The user will need to download and and install the following if not present on the system (see install instructions for details):

  • java
  • xmlcalabash
  • epubcheck
  • kindlegen

Authors

  • The initial XSLT-stylesheets were written by Tor-Arne Dahl, Trude Eikebrokk and Eirik Hanssen at Oslo and Akershus University College of Applied Sciences.
  • The windows batch-files, GNU/Linux shellscripts, and the xproc-pipeline are written by Eirik Hanssen.
  • Several XSLT stylesheets used are from JATS tools developed by Wendell Piez for National Library of Medicine
  • Stylesheets developed by our project group are in the folder: jats2epub/pipeline/hioa-xslt. Some of these are vertical customizations of the JATS Tools stylesheets.

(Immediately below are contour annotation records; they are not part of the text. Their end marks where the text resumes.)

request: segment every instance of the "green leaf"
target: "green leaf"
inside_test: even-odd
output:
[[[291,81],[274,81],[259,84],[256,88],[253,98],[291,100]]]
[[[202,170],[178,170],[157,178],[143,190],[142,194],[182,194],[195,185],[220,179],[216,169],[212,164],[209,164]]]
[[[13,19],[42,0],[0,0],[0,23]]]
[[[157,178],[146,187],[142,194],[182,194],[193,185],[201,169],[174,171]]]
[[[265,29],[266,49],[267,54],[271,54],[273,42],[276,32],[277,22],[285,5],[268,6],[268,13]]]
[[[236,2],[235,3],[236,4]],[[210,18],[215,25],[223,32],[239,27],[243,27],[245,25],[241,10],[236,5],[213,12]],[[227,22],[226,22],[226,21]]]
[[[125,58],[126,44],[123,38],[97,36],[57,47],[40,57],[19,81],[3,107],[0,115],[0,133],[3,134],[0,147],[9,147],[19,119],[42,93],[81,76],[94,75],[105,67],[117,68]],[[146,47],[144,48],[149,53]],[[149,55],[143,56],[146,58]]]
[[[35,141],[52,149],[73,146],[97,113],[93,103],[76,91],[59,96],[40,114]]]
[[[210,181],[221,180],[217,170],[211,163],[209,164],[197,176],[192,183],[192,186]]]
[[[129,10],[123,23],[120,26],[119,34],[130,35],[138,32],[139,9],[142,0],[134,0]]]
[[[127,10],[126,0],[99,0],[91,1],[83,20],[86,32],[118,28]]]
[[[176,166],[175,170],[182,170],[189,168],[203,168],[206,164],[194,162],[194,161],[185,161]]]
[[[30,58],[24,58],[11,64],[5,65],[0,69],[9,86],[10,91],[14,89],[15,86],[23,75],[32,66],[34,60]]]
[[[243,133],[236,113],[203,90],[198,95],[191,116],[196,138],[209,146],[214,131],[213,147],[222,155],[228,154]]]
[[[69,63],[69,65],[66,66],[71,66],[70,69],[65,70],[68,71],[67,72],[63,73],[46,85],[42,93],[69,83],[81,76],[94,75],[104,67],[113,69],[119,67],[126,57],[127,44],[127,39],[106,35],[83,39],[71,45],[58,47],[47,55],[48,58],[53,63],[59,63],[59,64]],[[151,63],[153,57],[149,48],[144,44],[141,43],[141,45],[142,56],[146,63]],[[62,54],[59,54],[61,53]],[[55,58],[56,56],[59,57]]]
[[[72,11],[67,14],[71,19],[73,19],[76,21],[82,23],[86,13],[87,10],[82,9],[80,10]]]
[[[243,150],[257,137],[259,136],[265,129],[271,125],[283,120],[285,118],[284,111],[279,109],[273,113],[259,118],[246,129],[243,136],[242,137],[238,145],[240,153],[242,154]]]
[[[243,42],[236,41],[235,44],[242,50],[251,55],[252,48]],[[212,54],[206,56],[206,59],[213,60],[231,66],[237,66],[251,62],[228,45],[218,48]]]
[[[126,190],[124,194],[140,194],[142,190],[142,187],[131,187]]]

Maintainer and official website

jats2epub is hosted on: https://github.com/eirikhanssen/jats2epub Maintainer: Eirik Hanssen, Oslo and Akershus University College of Applied Sciences Contact: eirik dot hanssen at hioa dot no

Releases

1.0-RC1 (2015-10-24)

There are still some quirks that should be figured out, and the documentation needs to be updated.

  • Now possible to run jats2epub from any folder, provided it is installed correctly.
  • Now toc.ncx (navigation aid) will include navigation links to all the headings in the article
  • Tweaking of the typography of the epub.
  • 3rd party applications have to be downloaded separately (see install instructions):
    • xmlcalabash
    • epubcheck
    • kindlegen

v0.9 (2014-04-16)

This is the working version that was ready at the time of submitting the article. It should work out of the box if java is installed. Some limitations that have been fixed later are:

  • Only possible to run the jats2epub command from within the source folder
  • Incomplete toc.ncx (navigation aid)
  • Many 3rd party applications were included, this increased the download size but also allowed jats2epub to run 'out of the box'

Status updates

1.0-RC1 (2015-10-24)

Removed 3rd party programs from the package

I have also removed 3rd party tools from the package, and instead I provide instructions on how to get/install the 3rd party applications on windows and Gnu/Linux like systems.

An advantage of getting the 3rd party applications separately directly from the source is that you can update them and jats2epub independently. I also think getting applications directly from the ones developing them is the right thing to do.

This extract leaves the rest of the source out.